Regret aversion bias. Complete avoidance of investment risks is as harmful as excessive risk-taking.

Regret aversion bias causes investors to make wrong decisions out of fear of regret. They may hold onto losing positions or avoid selling winners, leading to irrational and risky behaviour. Discover whether you are prone to a regret aversion bias and the extent to which it affects your investment decisions with PRAAMS BehaviouRisk.

Behavioural science. What is regret aversion bias?

This behavioural pattern results in people avoiding regret and consequently making the wrong investment decisions. For example, an investor who has experienced losses in asset allocation is likely to abstain from active investing for some time, intimidated by the fear of making the wrong decision again. The reverse is also true. An investor who saw his portfolio jump in value may be unwilling to fix the profit because it could be a mistake should the growth continue. 

Regret aversion bias is an emotional bias, i.e., an error in emotional reactions. These biases are more difficult to overcome and require permanent discipline and control in addition to awareness.

What are the consequences and portfolio risks?

This behavioural finance bias typically manifests in staying too long in both ‘losing’ and ‘winning’ positions. Investors abstain from selling losers to avoid admitting that they made a mistake in risk analysis and thereby avert the associated regrets. Similarly, investors refrain from selling winners as they do not want to miss out on further growth and then regret it. Both types of behaviour are irrational and risky, leading to excessive losses and missed opportunities over time. Another facet of this bias is excessively risk-averse behaviour after experiencing losses, or concerning trade ideas that have recently devalued. Insufficient risk appetite undermines investment objectives. Finally, investors prone to this bias may find it easier to invest in risky assets if they know that many others have done the same. ‘Meme’ stocks are a good example. Here, investors feel that their investment decision is good because many other investors have invested too. As such, even if it turns out to be a poor decision, they will not be alone in regretting it, which in theory, may alleviate some of their remorse. 

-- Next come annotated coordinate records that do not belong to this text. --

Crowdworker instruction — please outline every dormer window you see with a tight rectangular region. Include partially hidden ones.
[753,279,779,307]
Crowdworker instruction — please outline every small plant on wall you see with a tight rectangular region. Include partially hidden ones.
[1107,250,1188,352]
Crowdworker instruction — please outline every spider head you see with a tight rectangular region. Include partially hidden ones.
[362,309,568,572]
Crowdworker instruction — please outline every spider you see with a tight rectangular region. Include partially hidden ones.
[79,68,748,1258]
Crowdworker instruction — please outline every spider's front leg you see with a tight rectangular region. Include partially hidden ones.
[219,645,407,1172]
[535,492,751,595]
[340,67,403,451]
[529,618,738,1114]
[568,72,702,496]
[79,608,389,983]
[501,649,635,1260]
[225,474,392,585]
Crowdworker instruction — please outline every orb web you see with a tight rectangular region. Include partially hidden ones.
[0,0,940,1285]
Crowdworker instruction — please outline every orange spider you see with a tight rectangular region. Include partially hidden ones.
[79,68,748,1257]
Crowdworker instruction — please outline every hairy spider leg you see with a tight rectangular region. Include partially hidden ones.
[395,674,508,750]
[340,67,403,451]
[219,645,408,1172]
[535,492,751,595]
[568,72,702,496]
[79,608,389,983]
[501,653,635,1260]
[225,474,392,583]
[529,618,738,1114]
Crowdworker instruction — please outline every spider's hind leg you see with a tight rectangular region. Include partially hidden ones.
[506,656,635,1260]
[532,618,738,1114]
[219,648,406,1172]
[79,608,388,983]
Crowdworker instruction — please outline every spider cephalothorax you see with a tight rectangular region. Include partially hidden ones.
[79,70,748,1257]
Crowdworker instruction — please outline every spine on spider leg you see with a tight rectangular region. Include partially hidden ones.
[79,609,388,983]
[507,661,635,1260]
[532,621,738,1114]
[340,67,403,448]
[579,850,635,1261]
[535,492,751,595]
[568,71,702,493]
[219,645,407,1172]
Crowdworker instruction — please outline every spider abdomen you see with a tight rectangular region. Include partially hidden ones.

What can I do to make my portfolio optimal? 

Regret aversion bias is widespread among investors. The good news is that experienced, risk-aware, self-disciplined investors are less prone to its adverse consequences. Key to overcoming this bias is spotting its manifestations, which are centred on the fears associated with making investment decisions. Among these are the general unwillingness to invest in risky assets – even if they suit your investment risk tolerance – as the chance of making a bad decision is higher. Fear of making a mistake results in taking no action at all, and holding a position for too long while incurring losses may trigger fears of investing altogether. 

No decent return comes without risk, and risk avoidance is as harmful as excessive risk-taking. The financial market is inherently cyclical, and the chances are that a spike will follow a dip, and if not invested, you will miss it. Losing is an unavoidable part of investing, and no successful long-term investor has only ‘winners’ in his portfolio. Successful investing is more profit than loss, not zero loss. No one can always be right about market timing, and no one can perfectly predict stock direction. Consequently, mistakes are inevitable, and it is ok to make them. Similarly, it is ok to sell winners before they reach their peak, and it is ok to buy falling stocks before they reach their bottom. What is not ok is standing still precisely when action is needed.